Die Landtagsabgeordnete Friedlinde Gurr-Hirsch ermuntert die Bürgerinnen und Bürger aus ihrem Wahlkreis zur Bewerbung um den Landespreis für Heimatforschung.

„Seit dem Jahre 1982 wird diese Auszeichnung des Landes Baden-Württemberg jährlich an Menschen verliehen, die sich ehrenamtlich mit einem Gebiet der Heimatforschung befassen. Dabei ist es das Ziel, beispielhafte wissenschaftliche Leistungen zu würdigen, die auf eigener Forschungsleistung beruhen und nicht im Zusammenhang mit einer wissenschaftlichen Ausbildung bzw. einer darauf aufbauenden beruflichen Tätigkeit stehen“, erläuterte Friedlinde Gurr-Hirsch, die auch Vorsitzende des Arbeitskreises Heimatpflege im Regierungsbezirk Stuttgart ist.  
 
Erforschung und Darstellung der Heimat finden im Südwesten seit mehr als 200 Jahren weites Interesse und erbringen regelmäßig Ergebnisse von hohem Rang.

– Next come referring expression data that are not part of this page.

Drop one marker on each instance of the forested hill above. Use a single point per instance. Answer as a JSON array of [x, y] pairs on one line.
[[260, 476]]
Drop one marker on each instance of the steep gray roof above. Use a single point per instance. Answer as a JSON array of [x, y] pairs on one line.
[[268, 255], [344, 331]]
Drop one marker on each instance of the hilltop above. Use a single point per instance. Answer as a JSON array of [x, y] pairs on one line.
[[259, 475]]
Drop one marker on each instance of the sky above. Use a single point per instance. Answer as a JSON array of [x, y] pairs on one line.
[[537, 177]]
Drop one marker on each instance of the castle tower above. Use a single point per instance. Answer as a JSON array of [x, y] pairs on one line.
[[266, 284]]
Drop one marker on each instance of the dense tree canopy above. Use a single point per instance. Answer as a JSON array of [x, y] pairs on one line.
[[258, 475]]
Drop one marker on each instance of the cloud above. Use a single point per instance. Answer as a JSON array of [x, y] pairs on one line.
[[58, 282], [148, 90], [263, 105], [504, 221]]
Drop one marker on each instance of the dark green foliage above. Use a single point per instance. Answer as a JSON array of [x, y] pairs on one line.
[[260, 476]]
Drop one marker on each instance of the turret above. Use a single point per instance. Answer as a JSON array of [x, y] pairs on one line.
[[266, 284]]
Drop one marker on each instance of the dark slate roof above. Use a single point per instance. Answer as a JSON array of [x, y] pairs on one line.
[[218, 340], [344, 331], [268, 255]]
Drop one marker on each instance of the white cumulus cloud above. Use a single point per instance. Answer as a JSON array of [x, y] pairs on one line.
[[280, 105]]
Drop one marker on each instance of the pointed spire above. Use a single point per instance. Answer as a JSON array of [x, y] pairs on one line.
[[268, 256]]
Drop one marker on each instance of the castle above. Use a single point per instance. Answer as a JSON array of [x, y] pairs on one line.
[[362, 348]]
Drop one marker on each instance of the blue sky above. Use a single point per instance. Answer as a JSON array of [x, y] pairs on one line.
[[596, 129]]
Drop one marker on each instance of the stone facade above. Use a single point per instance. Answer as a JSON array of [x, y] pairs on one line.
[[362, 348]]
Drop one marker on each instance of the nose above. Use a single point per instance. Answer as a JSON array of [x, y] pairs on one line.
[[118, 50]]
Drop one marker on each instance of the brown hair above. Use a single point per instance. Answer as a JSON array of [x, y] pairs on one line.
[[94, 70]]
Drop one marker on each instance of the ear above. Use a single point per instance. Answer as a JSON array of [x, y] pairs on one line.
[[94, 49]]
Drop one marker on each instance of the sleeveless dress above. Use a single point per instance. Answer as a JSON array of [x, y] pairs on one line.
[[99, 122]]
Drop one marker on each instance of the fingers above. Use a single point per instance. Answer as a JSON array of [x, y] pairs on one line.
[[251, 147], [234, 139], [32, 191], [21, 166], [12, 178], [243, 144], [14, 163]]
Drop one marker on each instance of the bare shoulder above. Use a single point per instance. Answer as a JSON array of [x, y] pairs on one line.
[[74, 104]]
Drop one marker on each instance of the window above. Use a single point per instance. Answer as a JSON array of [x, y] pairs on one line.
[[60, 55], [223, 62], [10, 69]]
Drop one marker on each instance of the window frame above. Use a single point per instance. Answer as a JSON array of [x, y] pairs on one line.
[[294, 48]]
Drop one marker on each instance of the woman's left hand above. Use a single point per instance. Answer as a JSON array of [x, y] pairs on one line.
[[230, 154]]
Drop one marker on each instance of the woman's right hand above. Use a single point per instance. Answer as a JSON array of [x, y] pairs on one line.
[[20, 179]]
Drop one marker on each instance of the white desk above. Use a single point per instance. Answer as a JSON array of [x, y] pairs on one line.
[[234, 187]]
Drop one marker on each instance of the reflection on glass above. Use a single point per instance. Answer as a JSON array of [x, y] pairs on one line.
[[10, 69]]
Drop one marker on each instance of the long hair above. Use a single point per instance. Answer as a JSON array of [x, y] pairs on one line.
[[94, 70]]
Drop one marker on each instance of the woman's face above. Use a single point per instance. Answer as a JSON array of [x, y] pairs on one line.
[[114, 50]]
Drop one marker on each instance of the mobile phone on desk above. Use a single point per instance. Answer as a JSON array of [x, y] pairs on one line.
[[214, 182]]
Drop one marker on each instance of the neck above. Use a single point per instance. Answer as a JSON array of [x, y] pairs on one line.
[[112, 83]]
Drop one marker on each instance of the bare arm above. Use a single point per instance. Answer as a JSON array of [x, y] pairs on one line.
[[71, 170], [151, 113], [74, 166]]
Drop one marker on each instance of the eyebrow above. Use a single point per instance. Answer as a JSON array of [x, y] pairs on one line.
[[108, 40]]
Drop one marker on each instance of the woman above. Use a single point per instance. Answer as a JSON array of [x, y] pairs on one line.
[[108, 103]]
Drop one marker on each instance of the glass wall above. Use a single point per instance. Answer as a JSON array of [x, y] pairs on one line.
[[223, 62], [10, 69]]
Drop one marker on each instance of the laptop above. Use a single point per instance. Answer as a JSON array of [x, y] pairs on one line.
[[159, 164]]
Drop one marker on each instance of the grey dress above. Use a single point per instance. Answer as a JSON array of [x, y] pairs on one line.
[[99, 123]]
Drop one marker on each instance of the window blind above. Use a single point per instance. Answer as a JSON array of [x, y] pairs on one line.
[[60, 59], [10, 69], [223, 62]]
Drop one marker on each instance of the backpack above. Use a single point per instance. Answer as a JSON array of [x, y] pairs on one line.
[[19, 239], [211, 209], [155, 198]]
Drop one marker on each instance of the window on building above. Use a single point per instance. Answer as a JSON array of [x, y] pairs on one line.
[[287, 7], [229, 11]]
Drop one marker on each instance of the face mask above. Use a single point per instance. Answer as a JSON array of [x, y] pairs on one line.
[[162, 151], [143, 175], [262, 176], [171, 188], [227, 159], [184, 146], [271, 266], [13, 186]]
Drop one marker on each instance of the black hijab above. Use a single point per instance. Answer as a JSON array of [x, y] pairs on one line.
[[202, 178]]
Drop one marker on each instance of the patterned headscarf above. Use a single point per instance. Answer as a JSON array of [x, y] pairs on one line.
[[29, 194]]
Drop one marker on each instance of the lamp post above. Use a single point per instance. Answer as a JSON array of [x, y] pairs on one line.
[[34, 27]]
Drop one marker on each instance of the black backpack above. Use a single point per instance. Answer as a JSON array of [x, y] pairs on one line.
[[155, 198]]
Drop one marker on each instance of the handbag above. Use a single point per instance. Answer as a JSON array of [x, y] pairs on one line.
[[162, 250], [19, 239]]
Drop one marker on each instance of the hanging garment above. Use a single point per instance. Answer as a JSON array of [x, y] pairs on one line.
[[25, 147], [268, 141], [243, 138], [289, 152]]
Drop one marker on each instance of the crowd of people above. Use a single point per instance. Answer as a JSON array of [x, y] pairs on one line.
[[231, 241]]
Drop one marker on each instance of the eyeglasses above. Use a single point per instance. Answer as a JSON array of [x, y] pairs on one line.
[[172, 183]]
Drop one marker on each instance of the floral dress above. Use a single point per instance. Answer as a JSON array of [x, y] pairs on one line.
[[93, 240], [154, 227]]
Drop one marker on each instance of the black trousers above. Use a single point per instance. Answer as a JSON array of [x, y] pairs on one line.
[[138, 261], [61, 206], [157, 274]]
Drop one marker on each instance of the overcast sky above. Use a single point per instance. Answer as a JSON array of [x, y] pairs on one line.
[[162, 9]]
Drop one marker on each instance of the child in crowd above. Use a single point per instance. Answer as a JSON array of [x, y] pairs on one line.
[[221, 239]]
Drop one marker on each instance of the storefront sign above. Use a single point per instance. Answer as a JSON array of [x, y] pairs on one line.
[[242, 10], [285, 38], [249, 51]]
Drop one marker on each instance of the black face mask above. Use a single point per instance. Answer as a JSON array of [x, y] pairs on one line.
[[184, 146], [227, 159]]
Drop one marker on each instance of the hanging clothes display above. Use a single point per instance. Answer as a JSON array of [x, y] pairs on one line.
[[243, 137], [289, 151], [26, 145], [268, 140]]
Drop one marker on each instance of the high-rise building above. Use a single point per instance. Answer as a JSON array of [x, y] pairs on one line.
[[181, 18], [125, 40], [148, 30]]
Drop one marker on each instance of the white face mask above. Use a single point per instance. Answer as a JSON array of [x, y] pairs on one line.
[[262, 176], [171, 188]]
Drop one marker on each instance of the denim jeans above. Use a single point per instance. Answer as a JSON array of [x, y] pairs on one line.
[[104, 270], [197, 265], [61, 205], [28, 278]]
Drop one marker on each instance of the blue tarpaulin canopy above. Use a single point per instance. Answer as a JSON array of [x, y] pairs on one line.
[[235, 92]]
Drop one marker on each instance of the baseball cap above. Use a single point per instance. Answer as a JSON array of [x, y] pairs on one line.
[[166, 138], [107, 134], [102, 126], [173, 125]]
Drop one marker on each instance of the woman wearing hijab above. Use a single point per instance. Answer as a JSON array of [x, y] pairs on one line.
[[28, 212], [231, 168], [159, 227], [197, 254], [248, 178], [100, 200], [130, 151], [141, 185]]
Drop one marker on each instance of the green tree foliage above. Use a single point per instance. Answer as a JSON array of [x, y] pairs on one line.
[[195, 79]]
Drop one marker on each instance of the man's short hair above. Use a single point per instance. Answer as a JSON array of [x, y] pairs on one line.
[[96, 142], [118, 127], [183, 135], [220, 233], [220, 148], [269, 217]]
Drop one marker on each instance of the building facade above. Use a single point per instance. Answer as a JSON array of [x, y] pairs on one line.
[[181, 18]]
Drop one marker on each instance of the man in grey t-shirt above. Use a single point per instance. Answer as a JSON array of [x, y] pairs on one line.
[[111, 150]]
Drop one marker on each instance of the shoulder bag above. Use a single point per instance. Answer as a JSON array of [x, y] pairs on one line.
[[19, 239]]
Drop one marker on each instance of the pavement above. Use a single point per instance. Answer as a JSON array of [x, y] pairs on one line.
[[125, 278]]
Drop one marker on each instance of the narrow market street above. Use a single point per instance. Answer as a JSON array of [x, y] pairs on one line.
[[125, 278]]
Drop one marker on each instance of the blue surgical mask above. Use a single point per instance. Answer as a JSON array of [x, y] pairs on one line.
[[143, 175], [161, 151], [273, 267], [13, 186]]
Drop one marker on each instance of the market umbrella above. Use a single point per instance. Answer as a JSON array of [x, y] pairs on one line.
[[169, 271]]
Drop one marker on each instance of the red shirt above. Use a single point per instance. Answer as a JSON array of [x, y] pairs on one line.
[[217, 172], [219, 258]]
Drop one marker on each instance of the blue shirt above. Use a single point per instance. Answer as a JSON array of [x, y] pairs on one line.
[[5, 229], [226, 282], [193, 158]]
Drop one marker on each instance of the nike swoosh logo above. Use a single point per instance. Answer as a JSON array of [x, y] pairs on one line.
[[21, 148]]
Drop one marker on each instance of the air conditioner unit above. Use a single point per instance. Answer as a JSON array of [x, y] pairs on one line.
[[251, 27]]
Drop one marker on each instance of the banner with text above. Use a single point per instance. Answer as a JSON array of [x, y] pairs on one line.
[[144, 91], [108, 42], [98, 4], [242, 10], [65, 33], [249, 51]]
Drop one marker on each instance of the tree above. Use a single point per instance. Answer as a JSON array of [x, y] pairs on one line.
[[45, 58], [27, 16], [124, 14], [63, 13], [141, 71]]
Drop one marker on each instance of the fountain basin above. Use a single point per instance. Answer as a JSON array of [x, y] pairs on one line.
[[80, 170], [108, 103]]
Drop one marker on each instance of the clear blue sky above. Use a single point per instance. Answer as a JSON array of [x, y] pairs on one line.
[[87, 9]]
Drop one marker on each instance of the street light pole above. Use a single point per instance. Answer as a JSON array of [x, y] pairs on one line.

Daran waren neben den Fachwissenschaftlern immer auch in großer Anzahl Laien aus allen Berufen und Schichten beteiligt. Heute ist es gerade in einem zusammenwachsenden Europa von großem Wert, dass der örtlichen und regionalen Vielfalt besondere Beachtung entgegen gebracht wird. „Denn bei aller übernationalen Öffnung der Gesellschaft bleibt die Verwurzelung des Menschen in seiner Heimat ein elementares Grundbedürfnis“, äußerte sich Friedlinde Gurr-Hirsch überzeugt. Ihrer Meinung nach hilft die Erforschung der Heimat, ihrer Traditionen und gesellschaftlichen Zusammenhänge vor allem auch der jungen Generation dabei in Toleranz die Heimat anderer zu achten.
 
Bewerbungen nimmt das Regierungspräsidium Freiburg, Referat 23 (Landespreis für Heimatforschung), Bissierstraße 7 in 79114 Freiburg bis zum 30.04.2012 gerne entgegen. Weitere Informationen zum Landespreis für Heimatforschung 2012 sind unter www.landespreis-fuer-heimatforschung.de zu finden. Friedlinde Gurr-Hirsch steht allen Interessierten sehr gerne als Ansprechpartnerin zur Verfügung.